Now with up to 10 locations, Pink’s can be found in the Midwest, near San Diego, at Knott’s Berry Farm, Las Vegas and, of course, Southern California. Owner Richard Pink said the “little hot dog stand that could” now hopes to open in Europe and Asia.
“Our goal is to continue to expand by licensing to amusement parks, casinos, stadiums, cruise ships, universities, military bases,” he said. “That’s the strategic vision of Pink’s — to be in high traffic locations that attract tourists as well as locals. We don’t want to commoditize Pink’s. We don’t want it to be on every street corner. But we want it to be at special locations.
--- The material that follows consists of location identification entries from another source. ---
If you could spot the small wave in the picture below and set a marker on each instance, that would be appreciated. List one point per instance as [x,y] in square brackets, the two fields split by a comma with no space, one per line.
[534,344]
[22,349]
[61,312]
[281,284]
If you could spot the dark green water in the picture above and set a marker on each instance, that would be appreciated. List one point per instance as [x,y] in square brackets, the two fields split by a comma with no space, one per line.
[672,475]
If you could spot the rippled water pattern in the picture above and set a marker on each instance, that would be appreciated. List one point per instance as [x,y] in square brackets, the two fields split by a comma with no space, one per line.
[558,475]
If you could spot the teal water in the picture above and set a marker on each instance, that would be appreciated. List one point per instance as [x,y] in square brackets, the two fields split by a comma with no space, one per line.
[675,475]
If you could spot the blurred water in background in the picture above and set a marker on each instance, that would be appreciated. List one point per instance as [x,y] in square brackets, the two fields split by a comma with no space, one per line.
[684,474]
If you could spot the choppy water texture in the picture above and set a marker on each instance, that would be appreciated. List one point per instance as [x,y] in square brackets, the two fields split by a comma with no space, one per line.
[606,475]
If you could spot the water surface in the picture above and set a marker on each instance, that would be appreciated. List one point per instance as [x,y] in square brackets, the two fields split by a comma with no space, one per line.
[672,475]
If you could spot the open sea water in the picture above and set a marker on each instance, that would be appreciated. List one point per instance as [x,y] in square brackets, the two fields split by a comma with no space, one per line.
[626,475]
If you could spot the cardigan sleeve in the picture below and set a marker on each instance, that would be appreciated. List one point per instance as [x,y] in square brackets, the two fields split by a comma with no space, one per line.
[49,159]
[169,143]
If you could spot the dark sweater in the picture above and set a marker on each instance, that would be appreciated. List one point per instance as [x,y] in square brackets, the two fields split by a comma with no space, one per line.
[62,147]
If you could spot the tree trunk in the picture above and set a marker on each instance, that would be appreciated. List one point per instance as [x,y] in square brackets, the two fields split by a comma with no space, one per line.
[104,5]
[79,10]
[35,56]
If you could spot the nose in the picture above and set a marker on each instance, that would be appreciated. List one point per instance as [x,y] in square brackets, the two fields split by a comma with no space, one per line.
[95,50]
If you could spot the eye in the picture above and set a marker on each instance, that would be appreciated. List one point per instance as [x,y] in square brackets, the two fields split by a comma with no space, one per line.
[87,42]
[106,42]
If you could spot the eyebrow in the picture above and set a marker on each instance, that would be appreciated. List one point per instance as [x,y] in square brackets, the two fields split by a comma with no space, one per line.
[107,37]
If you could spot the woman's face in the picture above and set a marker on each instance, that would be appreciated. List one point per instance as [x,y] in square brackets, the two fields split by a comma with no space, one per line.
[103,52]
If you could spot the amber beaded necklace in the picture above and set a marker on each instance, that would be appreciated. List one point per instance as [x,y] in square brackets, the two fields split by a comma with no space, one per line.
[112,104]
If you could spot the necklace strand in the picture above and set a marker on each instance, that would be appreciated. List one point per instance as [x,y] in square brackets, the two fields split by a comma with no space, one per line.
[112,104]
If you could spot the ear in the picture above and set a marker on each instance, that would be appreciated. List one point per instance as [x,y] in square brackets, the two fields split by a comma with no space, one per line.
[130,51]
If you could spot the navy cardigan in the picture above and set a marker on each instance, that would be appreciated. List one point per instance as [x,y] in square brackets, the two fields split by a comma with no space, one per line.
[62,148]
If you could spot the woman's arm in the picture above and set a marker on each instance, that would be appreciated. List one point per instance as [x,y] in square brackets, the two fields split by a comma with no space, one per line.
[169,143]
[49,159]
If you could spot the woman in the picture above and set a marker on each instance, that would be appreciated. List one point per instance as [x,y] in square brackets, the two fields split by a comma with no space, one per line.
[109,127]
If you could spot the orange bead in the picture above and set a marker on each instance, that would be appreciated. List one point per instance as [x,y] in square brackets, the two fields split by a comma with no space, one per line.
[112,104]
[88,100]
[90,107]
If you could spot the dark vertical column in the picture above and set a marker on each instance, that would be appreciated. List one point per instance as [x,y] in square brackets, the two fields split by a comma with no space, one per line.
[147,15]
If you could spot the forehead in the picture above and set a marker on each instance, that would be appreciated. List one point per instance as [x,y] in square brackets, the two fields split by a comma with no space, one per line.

It helps to keep the original Pink’s original.”
At its flagship location, it’s still business as usual — if random celebrity sightings, lines stretching around the block and an ever-changing menu can be considered the norm. Pink said the family business still strives to liven up its menu as much as possible.
“You have to make your hot dogs visually interesting, just like gourmet food,” he said, adding that appealing and interesting selections can entice customers to try new items. “The key to success in the restaurant business is four things — great quality food, excellent service, interesting atmosphere and marketing so people know you’re there.”
Pink said a new favorite is the Ryan Lochte Dog, named after the Olympic gold medalist swimmer. He said the item offers two dogs in one bun, with one frank slightly ahead of the other, symbolizing Lochte winning a race.
Another is Jaws, the hot dog/hamburger combo. Jaws has one burger and one grilled Polish dog, with chili, cheese, bacon, lettuce, tomato and mayonnaise. Pink also touted the Martha Stewart Dog (9-inch stretch dog with relish, onions, bacon and more), the Giada DeLaurentiis Dog (sautéed peppers, onions, mushrooms, tomato, mozzarella) and the Emeril Lagasse Bam Dog (mustard, onions, cheese, jalapenos, bacon, cole slaw).
He said other interesting offerings include the Brando Dog (mustard, onions, chili, cheddar cheese), the Philly Cheesesteak Dog and the Mayor Villaraigosa Dog (12-inch jalapeno dog, tomatoes, chili, guacamole, grilled onions and lettuce). Pink said he hopes to make a hot dog in consultation with new Mayor Eric Garcetti.
Now 73 years old, the restaurant hasn’t lost its touch. Pink, who operates the restaurant with his wife, Gloria, and sister, Beverly Pink Wolfe, said the employees who interface with Pink’s loyal customers have a lot to do with that.
“The great majority of everybody has been with us ten to twenty years,” he added.
Pink’s has also developed an iconic status in Los Angeles, a feat that took decades to accomplish. Pink said it took the company “years and years” to develop its name and reputation and draw repeat business. He quoted his father, “After forty years [in business], you begin to make a few bucks.”
“Things are going very well,” Pink said. “We are very proud of Pink’s.”
The late Paul and Betty Pink started the business in 1939, and soon after, the couple leased the space at Melrose and La Brea avenues for $15 a month. At the time, Cokes were 5 cents, while hot dogs were 10 cents.
In 1941, the landlord raised the rent to $25, a 67 percent increase. Richard Pink said his parents were worried that rent would drive them out of business, so they applied for a bank loan to purchase the property.
“The only collateral they had was their enthusiasm and commitment,” he added.
While meals are no longer 15 cents, Pink’s has remained a familiar face in the community. Although little has changed at the restaurant, it’s the spontaneous visits and events that make each day there special, Gloria Pink said.
“Every day is something new and fun, and we never know what to expect,” she said.